Across the country, there were sighs of relief last week as the Chancellor announced that the local housing allowance – housing benefits for tenants renting from private landlords – would rise in cash terms for the first time since 2020. This is a move that the Treasury says will benefit 1.6 million low-income households who will be around £800-a-year better off in 2024-25.

This provides vital and long-overdue support that directly impacts households at immediate risk of becoming homeless. Since the start of the pandemic, the average level of private rent is estimated to have risen by almost 13%, leading to around 4 in 10 (39%) renters finding it difficult to afford their rent payments. As a result, homelessness has been rising too. Prior to the Chancellor’s statement, the number of households in temporary accommodation was due to double in just 20 years. The costs of managing this have had such an overwhelming impact on statutory homelessness support services that local authorities are struggling to cope. Polly Neate, Chief Executive of Shelter, underlined the importance of the Chancellor's announcement last week in tackling these near-term challenges, saying that “unfreezing housing benefit to cover the bottom third of local rents is an essential lifeline to keep people in their homes”.

However, there is a risk that this sense of relief will be relatively shortlived, as increases in housing benefit may be passed on to landlords in the form of higher rents. The nature of the housing market means that the supply of houses cannot change very quickly, and demand does not respond significantly to price changes because housing is essential. It therefore seems an economic inevitability that, over time, increased housing benefits will result in rising rents. To be clear, this does not require landlords to be rubbing their hands together waiting for the moment to snaffle their tenant’s extra housing benefit. It is more likely to emerge from thousands of uncoordinated decisions as the messy process of the market works through this additional funding – twentysomethings moving out of their parents’ homes because they can now afford to, tenants moving because they realise their budgets can now stretch to an additional bedroom for their growing families, landlords having more interest than expected in their empty properties, or rent reviews which identify that neighbouring properties are charging an extra £80 per month. 

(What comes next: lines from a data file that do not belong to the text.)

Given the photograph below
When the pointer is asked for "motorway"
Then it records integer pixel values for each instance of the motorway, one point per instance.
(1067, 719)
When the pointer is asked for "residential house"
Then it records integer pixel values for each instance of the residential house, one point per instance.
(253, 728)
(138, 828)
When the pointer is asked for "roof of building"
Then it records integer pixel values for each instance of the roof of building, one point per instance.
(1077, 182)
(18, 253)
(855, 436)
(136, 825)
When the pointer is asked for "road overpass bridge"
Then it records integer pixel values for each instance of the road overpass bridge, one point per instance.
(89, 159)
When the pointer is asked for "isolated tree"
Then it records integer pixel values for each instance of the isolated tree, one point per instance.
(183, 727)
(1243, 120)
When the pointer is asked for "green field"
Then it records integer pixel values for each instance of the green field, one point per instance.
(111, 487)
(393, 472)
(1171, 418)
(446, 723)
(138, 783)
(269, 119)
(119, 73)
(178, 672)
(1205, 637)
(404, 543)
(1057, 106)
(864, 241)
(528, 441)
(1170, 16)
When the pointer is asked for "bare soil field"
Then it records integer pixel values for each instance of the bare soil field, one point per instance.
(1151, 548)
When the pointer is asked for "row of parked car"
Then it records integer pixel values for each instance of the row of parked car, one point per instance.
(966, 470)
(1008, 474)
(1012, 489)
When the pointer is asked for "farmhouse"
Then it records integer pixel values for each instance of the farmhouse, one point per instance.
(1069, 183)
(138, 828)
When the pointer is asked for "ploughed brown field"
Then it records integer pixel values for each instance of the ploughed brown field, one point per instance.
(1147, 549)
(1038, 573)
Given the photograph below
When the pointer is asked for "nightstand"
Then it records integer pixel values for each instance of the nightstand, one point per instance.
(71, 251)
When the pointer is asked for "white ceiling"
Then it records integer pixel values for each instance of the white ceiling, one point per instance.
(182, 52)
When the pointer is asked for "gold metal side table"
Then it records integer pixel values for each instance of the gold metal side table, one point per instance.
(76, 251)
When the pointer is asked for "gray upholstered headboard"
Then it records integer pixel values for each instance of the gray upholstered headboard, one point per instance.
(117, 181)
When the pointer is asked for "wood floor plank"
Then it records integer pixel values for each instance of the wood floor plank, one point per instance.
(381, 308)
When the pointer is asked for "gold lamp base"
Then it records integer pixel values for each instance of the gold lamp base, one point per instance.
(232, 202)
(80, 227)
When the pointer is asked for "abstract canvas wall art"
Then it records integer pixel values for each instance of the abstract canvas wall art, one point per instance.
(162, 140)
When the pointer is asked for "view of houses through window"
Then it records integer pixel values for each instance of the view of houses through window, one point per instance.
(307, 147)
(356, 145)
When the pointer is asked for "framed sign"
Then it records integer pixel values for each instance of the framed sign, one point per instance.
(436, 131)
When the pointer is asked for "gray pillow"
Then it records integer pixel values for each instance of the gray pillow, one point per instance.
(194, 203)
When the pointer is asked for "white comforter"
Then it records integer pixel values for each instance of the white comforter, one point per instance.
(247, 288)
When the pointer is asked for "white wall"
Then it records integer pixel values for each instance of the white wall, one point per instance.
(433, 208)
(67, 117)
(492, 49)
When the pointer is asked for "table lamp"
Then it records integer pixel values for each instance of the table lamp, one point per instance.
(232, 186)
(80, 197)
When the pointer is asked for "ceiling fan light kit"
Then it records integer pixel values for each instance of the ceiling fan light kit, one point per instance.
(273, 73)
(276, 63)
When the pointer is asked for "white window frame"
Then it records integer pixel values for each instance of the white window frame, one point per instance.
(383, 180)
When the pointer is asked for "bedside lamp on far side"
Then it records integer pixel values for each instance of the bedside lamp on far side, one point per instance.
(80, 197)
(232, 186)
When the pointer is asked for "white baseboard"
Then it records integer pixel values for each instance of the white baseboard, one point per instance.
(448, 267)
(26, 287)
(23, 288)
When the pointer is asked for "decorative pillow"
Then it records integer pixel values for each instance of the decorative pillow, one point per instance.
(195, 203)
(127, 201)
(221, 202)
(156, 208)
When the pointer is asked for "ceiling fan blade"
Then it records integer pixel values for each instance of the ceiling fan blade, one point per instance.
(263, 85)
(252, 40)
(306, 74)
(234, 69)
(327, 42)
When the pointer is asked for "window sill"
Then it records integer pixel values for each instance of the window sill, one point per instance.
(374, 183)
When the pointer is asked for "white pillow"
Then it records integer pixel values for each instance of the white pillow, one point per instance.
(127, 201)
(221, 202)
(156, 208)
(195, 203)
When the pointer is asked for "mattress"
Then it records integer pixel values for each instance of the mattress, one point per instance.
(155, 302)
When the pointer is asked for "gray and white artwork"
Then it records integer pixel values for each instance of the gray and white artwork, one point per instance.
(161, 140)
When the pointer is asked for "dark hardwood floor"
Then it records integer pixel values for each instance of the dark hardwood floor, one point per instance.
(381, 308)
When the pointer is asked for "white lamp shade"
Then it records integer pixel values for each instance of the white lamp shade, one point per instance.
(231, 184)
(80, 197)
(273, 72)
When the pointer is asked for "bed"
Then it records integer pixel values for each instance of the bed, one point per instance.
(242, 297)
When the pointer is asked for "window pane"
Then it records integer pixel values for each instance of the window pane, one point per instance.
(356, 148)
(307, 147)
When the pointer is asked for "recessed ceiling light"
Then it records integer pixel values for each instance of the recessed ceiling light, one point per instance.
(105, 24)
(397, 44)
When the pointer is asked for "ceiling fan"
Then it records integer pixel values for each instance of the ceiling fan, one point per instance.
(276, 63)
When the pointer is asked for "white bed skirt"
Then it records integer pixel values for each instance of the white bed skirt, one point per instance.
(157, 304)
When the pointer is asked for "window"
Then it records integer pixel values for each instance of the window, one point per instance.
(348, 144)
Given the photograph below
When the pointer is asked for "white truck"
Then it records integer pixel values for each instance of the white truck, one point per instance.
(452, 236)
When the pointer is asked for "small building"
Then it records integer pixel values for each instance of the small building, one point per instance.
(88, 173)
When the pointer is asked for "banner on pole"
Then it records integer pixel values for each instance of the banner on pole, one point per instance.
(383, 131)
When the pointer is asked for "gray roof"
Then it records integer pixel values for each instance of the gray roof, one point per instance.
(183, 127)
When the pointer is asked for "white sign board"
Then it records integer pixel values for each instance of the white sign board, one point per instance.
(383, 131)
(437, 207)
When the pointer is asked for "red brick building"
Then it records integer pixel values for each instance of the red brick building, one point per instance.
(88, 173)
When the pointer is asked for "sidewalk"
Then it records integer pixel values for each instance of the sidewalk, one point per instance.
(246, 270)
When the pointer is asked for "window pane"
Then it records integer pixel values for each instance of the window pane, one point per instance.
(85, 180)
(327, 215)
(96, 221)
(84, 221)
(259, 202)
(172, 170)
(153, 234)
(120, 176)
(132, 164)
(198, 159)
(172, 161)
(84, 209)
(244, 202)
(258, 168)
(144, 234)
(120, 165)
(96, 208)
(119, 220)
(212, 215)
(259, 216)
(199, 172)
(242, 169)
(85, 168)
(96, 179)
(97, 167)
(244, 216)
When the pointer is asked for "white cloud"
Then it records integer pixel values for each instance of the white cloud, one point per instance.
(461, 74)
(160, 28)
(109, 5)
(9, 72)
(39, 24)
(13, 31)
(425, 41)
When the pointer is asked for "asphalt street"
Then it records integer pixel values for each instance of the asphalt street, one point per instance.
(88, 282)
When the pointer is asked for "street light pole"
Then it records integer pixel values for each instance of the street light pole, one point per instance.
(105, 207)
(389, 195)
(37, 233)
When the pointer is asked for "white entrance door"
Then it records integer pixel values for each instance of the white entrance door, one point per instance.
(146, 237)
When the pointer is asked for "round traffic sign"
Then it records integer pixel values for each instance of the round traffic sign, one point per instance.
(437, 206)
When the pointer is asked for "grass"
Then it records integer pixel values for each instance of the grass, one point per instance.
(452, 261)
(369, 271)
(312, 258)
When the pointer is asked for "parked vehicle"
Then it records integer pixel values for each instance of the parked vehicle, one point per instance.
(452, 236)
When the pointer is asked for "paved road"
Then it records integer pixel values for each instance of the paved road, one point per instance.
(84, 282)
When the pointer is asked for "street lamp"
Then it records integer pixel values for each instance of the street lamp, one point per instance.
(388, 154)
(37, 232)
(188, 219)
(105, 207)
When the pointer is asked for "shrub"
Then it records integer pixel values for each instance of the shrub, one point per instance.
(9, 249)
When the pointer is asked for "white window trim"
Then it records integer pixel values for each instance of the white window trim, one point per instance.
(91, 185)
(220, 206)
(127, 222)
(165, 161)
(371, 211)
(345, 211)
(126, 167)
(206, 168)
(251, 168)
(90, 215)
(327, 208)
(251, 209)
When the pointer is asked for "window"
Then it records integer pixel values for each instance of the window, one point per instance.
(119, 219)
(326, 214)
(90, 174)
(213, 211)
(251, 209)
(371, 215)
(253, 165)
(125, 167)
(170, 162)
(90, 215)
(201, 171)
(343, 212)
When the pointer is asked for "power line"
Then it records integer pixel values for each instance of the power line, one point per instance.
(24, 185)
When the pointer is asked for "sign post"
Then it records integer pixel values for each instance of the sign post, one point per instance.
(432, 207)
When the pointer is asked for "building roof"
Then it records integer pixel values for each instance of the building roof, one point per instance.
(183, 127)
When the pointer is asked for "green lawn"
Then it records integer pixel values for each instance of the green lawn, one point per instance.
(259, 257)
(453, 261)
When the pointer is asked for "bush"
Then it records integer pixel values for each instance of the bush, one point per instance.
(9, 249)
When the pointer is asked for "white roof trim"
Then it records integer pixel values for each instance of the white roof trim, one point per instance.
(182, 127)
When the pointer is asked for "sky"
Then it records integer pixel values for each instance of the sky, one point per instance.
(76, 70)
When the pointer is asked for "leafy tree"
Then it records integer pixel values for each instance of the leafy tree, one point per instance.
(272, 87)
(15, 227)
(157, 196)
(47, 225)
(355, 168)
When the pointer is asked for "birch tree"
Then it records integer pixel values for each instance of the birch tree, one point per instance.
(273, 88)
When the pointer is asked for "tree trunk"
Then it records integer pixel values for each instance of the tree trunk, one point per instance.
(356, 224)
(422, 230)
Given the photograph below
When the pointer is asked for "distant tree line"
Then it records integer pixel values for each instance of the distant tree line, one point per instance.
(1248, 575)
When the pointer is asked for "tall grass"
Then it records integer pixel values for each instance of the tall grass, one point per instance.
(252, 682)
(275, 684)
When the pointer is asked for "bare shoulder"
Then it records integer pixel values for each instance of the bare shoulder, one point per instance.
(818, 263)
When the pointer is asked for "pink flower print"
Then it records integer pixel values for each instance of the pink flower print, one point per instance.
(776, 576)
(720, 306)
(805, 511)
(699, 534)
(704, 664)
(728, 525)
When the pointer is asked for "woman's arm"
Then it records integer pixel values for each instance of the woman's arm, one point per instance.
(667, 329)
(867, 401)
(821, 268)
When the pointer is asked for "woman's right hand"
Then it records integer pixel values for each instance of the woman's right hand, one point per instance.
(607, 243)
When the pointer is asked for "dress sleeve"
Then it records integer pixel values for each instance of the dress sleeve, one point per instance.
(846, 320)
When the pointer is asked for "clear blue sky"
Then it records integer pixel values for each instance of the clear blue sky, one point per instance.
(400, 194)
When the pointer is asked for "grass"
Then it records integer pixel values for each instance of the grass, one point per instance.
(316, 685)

Over time, all these decisions will eat away at the benefits to renters and put more money in landlords’ pockets. There is little evidence on the scale of this effect within the current housing allowance system, but a study of housing benefit reforms in the 1990s suggested that if housing benefit changes by £1 then between 60p and 66p is passed through to landlords as changes in rent. While some of this additional money may support landlords to invest in their properties and provide better quality accommodation, or improve energy efficiency, I suspect that this is not what most people think levelling up is about.

Even more worrying is the prospect of a resulting cost spiral for government housing support, as rising rents lead to another round of declining housing affordability and rising pressure on homelessness services. If the government reacts only by increasing housing benefits again, then the cycle starts over. 

Timeline Cycle Visual Charts Presentation in Blue White Teal Simple Style by Pro Bono Economics

This spiral stands to emphasise the burning need that exists for a serious, ambitious long-term plan for housing in the UK to accompany the shorter-term solution of increasing housing benefits. There is no answer to this long-established challenge which does not involve building hundreds of thousands more houses, but it is clear that other action is required too. Specifically, government should do far more to work in partnership with social sector organisations, not just through social housing provision but in targeted homelessness prevention services which tackle the underlying causes of homelessness before it reaches crisis point.

Ultimately, we need to move beyond sticking plaster solutions and agree a long-term approach to fixing our broken housing system. A failure to do so will keep the government on an unsustainable merry-go-round of rising costs to manage an ever-growing homelessness crisis.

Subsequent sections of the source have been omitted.